The enormous cognitive dissonance between our growing awareness of our civilization’s accelerating collapse, and the ‘news’ in the media and the subjects of most public discourse, continues to baffle me. Though I suspect it shouldn’t. We are all slow learners, preoccupied with the needs of the moment, with a preference for reassurance over truth. I often find myself, these days, at social and other events, at a loss for words, not saying anything, as a result. It’s as if I speak an utterly different language from the people I meet in my day-to-day life, so what’s the point of saying anything? Perhaps this is Gaia’s way of teaching me patience.
I continue to vacillate back and forth all the way from the humanist worldview (F. on the ‘map’ above’) to the near-term extinctionist worldview (L.), depending on what I’m doing and who I’m doing it with, or what I’m reading (Charles Eisenstein seems to best represent worldview F. and Guy McPherson best articulates worldview L., and I greatly admire them both).

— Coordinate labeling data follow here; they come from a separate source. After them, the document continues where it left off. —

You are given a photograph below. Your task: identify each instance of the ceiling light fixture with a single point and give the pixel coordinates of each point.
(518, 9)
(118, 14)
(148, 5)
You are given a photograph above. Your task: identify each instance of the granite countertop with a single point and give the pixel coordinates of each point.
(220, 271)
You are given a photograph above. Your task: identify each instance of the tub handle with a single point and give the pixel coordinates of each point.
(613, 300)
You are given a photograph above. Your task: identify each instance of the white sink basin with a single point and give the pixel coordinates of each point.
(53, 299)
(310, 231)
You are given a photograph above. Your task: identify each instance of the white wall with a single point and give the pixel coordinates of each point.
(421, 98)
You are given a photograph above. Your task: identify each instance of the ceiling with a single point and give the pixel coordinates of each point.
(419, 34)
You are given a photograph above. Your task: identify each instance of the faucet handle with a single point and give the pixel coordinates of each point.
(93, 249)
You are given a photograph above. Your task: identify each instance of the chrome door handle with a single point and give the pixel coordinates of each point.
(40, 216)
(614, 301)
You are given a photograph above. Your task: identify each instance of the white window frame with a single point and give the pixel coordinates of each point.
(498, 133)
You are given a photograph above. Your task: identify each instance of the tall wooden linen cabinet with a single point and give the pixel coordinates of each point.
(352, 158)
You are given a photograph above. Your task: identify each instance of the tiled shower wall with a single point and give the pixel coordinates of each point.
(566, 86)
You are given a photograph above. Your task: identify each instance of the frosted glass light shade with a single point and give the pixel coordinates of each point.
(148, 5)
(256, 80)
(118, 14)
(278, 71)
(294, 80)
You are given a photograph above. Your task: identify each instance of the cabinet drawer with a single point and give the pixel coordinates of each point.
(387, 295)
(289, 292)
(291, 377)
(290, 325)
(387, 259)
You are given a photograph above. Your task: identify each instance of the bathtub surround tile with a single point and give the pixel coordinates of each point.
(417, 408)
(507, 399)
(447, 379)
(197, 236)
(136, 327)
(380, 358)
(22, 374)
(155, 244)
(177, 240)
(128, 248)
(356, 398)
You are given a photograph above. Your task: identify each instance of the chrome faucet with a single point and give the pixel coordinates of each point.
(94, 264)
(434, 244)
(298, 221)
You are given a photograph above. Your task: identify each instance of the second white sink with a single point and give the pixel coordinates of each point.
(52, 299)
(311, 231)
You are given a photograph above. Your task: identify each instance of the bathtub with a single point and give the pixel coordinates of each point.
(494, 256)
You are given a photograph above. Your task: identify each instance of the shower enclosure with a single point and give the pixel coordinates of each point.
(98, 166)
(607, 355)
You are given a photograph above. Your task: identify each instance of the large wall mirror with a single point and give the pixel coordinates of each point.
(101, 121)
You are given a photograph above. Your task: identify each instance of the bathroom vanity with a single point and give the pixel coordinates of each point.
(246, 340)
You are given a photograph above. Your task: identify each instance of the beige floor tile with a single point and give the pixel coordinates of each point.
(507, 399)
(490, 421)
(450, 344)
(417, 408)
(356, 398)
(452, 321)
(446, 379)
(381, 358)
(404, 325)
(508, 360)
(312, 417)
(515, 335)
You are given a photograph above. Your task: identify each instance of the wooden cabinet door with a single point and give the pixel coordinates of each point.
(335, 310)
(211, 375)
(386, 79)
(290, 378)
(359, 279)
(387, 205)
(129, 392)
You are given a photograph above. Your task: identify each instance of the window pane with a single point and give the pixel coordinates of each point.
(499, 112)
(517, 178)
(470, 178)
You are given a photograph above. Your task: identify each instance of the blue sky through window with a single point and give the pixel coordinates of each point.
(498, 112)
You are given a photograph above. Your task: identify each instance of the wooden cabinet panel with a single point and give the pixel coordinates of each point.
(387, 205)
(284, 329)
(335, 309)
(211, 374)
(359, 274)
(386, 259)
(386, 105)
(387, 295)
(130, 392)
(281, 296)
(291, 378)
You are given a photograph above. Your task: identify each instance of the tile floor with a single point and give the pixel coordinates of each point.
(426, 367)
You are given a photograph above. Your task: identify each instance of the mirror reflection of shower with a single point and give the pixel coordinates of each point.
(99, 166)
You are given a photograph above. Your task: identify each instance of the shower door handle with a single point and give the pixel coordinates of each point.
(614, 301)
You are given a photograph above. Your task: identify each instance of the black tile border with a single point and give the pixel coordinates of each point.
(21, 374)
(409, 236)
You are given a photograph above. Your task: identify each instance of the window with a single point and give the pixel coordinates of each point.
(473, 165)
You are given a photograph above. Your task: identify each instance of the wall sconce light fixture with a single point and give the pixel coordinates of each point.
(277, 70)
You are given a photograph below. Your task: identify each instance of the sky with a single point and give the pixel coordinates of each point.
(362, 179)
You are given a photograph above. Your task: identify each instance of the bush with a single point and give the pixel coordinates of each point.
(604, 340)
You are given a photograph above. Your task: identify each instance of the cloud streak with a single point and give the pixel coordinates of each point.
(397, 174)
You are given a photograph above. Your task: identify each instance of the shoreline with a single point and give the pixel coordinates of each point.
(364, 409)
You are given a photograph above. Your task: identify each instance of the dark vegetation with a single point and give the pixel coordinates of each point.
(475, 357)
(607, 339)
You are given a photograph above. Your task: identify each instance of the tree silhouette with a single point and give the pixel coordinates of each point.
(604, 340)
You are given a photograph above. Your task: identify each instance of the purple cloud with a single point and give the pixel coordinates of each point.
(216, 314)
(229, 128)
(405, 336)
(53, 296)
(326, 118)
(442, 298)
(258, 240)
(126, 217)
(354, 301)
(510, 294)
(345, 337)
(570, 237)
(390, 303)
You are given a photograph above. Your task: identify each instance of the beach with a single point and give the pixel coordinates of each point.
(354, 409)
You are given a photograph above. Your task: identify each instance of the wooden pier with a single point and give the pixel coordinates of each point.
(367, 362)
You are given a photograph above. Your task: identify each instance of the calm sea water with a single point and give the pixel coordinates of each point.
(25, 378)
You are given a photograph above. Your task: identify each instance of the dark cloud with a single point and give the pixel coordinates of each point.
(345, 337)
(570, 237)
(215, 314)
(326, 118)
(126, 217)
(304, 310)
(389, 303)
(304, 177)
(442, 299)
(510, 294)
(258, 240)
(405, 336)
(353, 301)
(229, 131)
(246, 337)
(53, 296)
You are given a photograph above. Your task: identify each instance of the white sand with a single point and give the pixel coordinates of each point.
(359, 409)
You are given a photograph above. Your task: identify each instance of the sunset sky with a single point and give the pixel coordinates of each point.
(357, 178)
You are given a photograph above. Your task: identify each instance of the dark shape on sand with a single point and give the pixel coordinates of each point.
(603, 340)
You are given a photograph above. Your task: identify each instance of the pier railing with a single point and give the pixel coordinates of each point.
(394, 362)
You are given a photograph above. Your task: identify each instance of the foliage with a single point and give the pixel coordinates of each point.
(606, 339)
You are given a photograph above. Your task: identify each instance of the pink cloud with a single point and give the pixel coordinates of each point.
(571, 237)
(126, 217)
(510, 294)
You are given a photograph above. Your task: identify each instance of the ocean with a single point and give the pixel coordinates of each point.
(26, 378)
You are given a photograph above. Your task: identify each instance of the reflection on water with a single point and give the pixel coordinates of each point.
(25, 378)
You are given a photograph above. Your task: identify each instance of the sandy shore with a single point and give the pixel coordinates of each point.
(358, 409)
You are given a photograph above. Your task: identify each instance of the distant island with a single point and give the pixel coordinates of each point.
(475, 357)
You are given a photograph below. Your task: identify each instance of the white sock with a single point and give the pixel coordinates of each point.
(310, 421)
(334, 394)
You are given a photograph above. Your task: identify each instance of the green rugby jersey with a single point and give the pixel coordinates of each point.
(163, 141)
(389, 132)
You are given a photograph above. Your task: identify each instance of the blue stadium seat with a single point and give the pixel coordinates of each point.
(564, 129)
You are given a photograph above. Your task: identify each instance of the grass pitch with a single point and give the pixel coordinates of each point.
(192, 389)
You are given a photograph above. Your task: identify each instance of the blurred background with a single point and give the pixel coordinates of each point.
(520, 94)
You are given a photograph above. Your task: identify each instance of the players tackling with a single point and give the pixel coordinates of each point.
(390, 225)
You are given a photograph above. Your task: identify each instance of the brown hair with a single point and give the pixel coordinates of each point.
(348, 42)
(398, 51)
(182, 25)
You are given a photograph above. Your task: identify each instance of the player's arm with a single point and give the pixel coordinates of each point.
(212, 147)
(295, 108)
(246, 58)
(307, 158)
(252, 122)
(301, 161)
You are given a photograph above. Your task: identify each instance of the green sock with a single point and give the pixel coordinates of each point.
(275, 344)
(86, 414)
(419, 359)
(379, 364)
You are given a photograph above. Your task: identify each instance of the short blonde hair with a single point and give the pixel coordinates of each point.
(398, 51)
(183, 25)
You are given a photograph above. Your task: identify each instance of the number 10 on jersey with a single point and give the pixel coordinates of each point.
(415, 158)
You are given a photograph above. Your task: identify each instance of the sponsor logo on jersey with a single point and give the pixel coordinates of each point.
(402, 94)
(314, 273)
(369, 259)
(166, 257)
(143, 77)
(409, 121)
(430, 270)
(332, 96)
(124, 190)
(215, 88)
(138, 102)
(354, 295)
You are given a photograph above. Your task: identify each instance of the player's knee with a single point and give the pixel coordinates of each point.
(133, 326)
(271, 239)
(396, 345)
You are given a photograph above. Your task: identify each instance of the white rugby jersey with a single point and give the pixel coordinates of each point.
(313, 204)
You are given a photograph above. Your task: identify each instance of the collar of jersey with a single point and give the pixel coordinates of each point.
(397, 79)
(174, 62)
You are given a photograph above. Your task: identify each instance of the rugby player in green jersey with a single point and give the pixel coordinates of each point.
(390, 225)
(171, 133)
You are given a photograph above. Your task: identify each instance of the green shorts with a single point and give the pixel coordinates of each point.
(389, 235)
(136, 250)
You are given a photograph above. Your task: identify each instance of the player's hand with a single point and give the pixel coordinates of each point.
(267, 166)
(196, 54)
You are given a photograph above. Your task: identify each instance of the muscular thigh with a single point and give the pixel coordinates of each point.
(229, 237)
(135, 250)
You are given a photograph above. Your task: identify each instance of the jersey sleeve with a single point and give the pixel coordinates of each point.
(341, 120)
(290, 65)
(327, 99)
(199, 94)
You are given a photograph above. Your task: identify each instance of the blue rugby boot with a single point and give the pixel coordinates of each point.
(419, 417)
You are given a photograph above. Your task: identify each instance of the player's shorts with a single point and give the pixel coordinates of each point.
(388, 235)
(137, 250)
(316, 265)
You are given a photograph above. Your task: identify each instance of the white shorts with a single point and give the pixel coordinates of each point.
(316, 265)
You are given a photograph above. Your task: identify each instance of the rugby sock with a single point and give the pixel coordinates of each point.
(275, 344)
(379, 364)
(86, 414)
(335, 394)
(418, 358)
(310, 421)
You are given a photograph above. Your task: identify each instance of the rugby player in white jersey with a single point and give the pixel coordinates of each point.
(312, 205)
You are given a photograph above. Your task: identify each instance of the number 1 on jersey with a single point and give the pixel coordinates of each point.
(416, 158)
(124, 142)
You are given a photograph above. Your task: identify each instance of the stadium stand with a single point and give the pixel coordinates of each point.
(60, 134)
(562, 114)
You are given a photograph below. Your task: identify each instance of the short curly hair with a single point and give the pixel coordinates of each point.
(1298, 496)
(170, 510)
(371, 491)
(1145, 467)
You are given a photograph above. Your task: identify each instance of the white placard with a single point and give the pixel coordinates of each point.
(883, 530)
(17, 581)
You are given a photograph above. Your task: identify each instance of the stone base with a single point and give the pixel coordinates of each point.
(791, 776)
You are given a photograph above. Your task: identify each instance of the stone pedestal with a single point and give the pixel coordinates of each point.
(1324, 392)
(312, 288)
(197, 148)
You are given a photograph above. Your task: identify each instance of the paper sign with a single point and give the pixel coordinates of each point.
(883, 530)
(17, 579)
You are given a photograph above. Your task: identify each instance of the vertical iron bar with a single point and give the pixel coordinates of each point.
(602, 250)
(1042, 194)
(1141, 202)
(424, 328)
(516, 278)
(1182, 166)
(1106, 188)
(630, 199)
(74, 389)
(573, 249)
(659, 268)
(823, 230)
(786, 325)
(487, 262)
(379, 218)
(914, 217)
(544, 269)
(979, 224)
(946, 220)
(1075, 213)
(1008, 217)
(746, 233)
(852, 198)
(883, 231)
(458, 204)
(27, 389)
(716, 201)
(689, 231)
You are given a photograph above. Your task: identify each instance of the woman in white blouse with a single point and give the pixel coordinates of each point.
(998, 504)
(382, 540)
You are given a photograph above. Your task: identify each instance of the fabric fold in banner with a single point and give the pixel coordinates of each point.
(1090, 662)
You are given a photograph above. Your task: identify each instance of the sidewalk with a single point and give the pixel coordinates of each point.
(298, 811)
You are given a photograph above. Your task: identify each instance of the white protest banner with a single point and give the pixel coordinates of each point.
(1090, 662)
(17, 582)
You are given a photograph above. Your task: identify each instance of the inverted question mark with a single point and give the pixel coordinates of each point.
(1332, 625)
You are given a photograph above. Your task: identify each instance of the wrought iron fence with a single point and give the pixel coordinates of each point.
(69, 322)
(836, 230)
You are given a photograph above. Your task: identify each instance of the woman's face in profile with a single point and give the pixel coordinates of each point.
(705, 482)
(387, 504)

I’m happy with company anywhere along that continuum — they both speak my newly-acquired language, though with very different dialects. It’s sad to me that most people find collapse too terrifying to contemplate. I find it liberating. I guess that stems from what we each are invested in, and what we have divested.
Fellow existentialist (J. on the map, if you’re following along) and taoist Paul Chefurka has been reading about the nature of the human species, and seems to be shifting, a bit, toward the voluntary extinctionist (K.) camp. There’s an interesting tension between the two worldviews. Dark Mountain, I think, exemplifies the existentialist view and John Gray [thanks to Richard Saunders for the link] exemplifies the voluntary extinctionist view. Both views acknowledge, I think, the inevitable collapse of our civilization in this century and the futility of acting to mitigate its timing or severity, and both accept that humans are likely to survive, though in much smaller numbers and in a much more marginal role in the surviving web of life. Where they differ is in their fundamentally different (positive for J. and negative for K.) views of the essential nature of the human animal. Paul is finding, it seems, some comfort and solace in the negative view — that if we are an inherently violent and destructive species perhaps the world will be much better off without us, painful as the collapse process will be for all.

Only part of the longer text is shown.